2. In terms of functional diversity, although significant differences were observed at some time points, the differences between microbial communities were smaller in the treatment group, which tended to have higher functional diversity across all time points. I wonder if there are patterns related to environmental factors when comparing changes across different time points (e.g., Day 4, Day 6, Day 9).
3. In terms of CPOM degradation enzyme expression, certain genes in both bacteria and fungi showed an upregulation trend in the treatment group. Have you considered the variation of these enzymes across a broader geographic area? Could this reveal broader ecological mechanisms? Regarding the upregulation of CPOM degradation enzymes at different time points, have you considered the impact of other environmental factors, such as temperature or water salinity?
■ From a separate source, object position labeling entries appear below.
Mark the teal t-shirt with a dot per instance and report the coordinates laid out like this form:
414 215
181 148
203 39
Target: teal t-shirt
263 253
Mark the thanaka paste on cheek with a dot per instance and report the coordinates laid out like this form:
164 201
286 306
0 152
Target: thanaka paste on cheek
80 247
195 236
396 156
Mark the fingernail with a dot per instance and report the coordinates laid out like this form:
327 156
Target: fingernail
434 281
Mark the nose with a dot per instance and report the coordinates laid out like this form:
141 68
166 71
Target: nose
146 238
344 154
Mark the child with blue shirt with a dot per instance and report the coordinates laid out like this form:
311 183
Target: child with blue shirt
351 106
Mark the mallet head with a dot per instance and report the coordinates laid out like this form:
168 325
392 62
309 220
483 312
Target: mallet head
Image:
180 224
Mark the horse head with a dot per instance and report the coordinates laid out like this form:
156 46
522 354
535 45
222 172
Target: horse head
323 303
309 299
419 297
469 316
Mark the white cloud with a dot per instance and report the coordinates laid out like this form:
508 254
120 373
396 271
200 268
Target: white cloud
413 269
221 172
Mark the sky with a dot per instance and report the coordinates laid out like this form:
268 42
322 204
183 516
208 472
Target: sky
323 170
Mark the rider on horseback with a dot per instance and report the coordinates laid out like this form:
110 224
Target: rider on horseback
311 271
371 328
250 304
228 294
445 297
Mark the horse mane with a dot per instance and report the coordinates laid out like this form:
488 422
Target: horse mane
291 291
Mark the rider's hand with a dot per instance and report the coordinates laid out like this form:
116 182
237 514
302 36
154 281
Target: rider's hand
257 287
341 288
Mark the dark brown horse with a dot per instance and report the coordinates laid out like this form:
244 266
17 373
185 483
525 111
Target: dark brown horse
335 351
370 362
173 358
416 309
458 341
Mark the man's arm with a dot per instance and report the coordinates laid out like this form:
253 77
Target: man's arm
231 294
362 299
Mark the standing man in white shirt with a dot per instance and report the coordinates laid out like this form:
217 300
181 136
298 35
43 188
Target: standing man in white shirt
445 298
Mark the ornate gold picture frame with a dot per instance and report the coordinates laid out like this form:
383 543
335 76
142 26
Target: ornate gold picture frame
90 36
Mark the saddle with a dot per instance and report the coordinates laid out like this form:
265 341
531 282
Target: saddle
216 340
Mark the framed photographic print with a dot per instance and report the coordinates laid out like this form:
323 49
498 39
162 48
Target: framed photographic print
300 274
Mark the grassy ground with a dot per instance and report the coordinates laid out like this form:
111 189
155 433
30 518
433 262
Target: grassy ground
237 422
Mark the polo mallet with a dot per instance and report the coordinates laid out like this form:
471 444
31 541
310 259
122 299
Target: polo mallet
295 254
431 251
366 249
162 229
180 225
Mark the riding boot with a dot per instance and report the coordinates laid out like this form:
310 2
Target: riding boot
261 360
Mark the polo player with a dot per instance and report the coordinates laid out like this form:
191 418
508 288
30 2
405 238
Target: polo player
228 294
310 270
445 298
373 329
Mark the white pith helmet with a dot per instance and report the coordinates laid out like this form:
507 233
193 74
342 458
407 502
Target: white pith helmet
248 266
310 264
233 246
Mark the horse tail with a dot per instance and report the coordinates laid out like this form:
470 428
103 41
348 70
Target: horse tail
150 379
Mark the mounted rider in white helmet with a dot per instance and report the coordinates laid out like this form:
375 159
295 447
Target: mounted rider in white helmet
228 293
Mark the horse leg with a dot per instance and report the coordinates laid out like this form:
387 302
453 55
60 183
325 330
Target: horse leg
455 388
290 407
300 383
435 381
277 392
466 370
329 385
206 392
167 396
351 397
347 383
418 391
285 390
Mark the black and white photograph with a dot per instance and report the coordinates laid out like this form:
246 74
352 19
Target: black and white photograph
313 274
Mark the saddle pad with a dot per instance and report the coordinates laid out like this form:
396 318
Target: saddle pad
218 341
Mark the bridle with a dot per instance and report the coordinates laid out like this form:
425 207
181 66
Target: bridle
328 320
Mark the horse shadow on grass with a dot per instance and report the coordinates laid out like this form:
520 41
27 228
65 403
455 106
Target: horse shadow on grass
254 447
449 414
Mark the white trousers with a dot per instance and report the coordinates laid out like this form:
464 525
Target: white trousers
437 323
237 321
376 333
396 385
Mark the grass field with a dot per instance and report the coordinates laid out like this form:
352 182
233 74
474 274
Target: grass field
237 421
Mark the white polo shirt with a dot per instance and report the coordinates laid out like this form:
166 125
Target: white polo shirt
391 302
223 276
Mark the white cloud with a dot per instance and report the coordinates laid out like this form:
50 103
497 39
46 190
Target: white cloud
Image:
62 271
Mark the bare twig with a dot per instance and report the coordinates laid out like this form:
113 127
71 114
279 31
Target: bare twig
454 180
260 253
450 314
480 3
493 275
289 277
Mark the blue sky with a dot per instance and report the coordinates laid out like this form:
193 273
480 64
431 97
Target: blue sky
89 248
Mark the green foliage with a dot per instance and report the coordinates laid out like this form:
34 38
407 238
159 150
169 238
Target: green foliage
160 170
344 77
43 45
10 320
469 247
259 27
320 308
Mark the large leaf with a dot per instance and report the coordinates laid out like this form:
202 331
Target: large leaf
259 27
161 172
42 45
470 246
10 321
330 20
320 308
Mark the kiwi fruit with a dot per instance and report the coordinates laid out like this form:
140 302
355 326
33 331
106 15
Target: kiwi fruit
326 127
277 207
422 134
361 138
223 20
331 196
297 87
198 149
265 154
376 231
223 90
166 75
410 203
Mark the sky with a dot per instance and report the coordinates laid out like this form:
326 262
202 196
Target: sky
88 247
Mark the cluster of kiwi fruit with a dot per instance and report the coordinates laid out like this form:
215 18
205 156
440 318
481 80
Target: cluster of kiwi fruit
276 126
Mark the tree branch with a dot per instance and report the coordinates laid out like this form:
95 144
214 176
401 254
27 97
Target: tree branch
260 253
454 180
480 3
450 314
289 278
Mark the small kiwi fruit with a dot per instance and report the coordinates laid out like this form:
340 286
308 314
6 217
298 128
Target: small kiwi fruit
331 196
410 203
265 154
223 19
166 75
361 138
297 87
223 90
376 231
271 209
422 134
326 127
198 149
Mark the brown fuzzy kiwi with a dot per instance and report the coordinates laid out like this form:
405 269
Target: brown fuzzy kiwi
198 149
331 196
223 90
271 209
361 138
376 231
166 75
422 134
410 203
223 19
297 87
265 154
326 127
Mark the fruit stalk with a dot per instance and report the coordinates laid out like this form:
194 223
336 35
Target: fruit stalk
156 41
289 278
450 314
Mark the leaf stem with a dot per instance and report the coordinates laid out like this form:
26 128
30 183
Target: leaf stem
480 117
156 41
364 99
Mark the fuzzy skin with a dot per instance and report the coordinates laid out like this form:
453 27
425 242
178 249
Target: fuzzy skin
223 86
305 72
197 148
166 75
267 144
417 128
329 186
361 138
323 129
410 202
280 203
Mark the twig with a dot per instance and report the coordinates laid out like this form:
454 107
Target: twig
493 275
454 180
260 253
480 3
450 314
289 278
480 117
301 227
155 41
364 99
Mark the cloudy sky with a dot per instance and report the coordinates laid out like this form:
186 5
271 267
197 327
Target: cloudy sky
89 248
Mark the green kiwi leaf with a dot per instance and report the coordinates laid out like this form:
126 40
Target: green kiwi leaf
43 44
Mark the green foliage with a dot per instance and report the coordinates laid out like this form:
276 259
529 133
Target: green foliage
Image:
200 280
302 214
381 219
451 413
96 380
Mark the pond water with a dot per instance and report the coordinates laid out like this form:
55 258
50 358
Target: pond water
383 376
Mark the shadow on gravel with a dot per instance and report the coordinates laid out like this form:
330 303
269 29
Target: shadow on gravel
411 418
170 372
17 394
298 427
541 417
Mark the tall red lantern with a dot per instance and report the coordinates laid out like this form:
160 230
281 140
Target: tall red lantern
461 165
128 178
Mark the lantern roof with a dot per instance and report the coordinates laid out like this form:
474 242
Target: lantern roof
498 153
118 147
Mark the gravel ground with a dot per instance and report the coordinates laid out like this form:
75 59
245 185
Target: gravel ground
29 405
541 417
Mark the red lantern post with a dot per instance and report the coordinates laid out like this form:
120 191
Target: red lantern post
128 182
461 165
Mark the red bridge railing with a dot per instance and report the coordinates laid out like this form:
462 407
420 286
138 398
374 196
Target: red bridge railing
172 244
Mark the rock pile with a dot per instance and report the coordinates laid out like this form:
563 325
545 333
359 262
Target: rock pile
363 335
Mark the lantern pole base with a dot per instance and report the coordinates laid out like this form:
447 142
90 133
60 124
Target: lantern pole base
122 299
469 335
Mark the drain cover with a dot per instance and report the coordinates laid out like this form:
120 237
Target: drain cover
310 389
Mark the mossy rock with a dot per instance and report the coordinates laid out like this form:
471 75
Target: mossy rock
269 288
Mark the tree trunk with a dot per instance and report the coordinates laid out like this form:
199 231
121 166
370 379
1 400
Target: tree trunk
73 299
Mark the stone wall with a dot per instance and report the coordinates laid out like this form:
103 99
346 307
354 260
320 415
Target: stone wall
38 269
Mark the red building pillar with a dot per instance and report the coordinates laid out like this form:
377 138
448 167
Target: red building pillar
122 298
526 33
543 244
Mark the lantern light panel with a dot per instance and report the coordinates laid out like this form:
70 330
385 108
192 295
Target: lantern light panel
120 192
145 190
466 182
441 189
Line 276-277: This sentence seems to have a problem, it is suggested to change to “A closer look at these later time points showed significantly higher expression of CPOM degradation enzymes in the treatment group compared to the control.”
Line 295-297: It is suggested that the sentence be changed to: “For certain genes, bacteria and fungi showed similar mean gene expression ratios over time between treatment and control.”
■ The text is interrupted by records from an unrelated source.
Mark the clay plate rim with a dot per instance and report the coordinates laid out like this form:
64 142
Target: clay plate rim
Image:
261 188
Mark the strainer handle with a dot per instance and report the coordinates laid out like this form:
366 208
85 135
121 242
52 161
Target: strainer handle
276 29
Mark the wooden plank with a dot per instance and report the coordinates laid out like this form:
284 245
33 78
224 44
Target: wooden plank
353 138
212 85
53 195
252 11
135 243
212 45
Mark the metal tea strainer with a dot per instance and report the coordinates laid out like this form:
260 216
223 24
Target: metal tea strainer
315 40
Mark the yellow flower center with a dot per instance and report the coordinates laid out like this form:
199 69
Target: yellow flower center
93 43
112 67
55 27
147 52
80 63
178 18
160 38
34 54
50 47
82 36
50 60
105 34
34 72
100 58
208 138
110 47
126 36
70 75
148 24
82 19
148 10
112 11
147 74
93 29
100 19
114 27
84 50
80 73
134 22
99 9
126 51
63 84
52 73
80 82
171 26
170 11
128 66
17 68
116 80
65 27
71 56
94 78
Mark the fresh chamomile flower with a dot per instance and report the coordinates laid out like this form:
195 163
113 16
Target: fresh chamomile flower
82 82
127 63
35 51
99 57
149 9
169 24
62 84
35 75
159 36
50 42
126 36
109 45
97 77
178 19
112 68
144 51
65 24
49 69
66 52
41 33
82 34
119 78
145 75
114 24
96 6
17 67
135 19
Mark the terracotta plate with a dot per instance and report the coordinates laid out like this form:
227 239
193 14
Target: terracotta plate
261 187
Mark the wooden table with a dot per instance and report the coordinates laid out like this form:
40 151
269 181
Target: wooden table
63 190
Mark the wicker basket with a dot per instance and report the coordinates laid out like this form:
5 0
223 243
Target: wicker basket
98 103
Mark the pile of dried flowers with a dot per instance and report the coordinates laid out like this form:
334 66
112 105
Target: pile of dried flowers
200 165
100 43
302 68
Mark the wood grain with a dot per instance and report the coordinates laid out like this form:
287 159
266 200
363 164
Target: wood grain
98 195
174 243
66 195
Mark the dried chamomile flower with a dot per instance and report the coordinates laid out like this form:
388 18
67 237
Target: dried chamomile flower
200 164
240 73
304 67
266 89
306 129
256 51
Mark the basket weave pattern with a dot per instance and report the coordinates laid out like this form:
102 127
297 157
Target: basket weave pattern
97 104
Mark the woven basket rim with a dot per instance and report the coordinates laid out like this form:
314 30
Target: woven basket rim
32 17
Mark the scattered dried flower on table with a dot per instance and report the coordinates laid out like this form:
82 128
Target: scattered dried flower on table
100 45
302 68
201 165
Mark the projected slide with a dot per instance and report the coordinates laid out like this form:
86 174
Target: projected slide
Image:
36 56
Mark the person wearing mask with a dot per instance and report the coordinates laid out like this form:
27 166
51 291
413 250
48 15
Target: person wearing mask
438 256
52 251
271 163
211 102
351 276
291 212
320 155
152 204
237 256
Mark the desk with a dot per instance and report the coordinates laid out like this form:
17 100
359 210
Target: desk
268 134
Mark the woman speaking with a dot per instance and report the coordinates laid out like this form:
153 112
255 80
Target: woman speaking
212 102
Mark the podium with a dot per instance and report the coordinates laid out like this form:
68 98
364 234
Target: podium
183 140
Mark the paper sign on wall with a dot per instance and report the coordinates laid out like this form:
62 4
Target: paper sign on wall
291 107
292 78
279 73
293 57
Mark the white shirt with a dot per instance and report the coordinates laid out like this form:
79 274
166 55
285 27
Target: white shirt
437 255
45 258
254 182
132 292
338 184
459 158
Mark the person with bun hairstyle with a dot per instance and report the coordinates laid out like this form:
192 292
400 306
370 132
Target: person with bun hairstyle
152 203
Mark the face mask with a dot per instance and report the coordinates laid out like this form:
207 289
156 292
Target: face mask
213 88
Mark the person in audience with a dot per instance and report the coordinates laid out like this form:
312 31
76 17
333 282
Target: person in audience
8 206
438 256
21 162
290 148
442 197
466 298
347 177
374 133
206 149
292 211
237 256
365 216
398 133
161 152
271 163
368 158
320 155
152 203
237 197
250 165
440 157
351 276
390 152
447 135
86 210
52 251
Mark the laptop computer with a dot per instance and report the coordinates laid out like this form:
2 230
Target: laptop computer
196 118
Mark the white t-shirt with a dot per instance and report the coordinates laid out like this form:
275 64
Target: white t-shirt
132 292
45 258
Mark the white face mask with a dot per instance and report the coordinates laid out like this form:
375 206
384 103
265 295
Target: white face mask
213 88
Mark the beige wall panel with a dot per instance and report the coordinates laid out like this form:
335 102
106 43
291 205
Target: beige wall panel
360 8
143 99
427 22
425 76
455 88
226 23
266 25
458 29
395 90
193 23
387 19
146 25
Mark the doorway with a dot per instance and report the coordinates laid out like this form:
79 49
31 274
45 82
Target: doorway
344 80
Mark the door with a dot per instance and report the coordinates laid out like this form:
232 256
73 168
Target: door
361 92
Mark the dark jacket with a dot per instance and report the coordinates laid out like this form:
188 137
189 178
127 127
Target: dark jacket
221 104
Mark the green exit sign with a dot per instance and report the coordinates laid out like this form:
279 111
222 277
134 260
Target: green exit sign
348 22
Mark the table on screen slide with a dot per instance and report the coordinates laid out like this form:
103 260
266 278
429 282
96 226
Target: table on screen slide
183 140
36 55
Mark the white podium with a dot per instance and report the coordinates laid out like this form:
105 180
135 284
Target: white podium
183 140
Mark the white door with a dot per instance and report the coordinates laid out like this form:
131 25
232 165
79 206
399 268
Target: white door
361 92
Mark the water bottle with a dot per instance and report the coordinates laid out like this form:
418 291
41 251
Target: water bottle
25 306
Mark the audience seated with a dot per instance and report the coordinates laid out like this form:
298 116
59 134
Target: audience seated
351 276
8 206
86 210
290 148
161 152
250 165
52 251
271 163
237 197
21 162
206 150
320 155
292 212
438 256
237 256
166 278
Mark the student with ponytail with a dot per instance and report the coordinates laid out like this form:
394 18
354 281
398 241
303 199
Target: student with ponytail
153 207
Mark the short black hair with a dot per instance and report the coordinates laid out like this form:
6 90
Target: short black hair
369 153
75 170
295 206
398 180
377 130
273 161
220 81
I could not find Tables 2, 8, 9, and 10 in the supplementary materials.
The paper "A metatranscriptomic exploration of fungal and bacterial contributions to leaf litter decomposition in the streambed" is a novelty and well-conducted study for understand the contribution of autochthonous leaf litter on microbial-mediated leaves decomposition using metatranscriptomic approach. The title and objetive are inconsistent with the experimental desing because non includes the autochthonous leaf litter effect. Is neccesary clarify some concepts and add some experimental specifications for readers clarity (see recomendations). The current version lacks hypothesis that is neccesary include it.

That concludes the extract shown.